IP AMaths Notes (Upper Sec, Year 3-4): 17) Integration Essentials

Integration is the inverse of differentiation. Start with antiderivatives and practice evaluating definite integrals.

Fundamental rules

• Reverse power: \( \int x^n , dx = \tfrac{1}{n + 1} x^{n+1} + C \) for \( n \neq -1 \).
• Log form: \( \int \tfrac{1}{x} dx = \ln |x| + C \).
• Constant multiple and sum integrate term by term.

Worked example 1 — Definite integral

Evaluate \( \int_1^3 (4x^{2} - 6x + 5) , dx \).

1. Antiderivative: \( \tfrac{4}{3} x^{3} - 3x^{2} + 5x \).
2. Substitute bounds: \( \Bigl[\tfrac{4}{3} x^{3} - 3x^{2} + 5x\Bigr]_1^3 \).
3. Compute: at \( x = 3 \), value is \( \tfrac{4}{3} \times 27 - 27 + 15 = 36 - 27 + 15 = 24 \).
4. At \( x = 1 \), value is \( \tfrac{4}{3} - 3 + 5 = \tfrac{4}{3} + 2 \).
5. Difference: \( 24 - \bigl(\tfrac{4}{3} + 2\bigr) = \tfrac{72}{3} - \tfrac{10}{3} = \tfrac{62}{3} \).

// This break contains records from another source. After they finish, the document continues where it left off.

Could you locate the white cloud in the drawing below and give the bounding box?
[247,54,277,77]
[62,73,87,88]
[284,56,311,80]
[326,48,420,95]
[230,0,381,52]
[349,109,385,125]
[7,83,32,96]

Worked example 2 — Substitution

Evaluate \( \int_0^1 6x (x^{2} + 1)^2 , dx \).

1. Let \( u = x^{2} + 1 \); then \( \dfrac{du}{dx} = 2x \) so \( x , dx = \tfrac{1}{2} du \).
2. When \( x = 0 \), \( u = 1 \); when \( x = 1 \), \( u = 2 \).
3. Integral becomes \( \int_1^2 6 \times \tfrac{1}{2} u^{2} , du = 3 \int_1^2 u^{2} , du \).
4. Evaluate: \( 3 \Bigl[ \tfrac{1}{3} u^{3} \Bigr]_1^2 = \Bigl[ u^{3} \Bigr]_1^2 = 8 - 1 = 7 \).

Try this

Integrate \( \int (5x^4 - 3x + 2) , dx \) and state the constant of integration explicitly.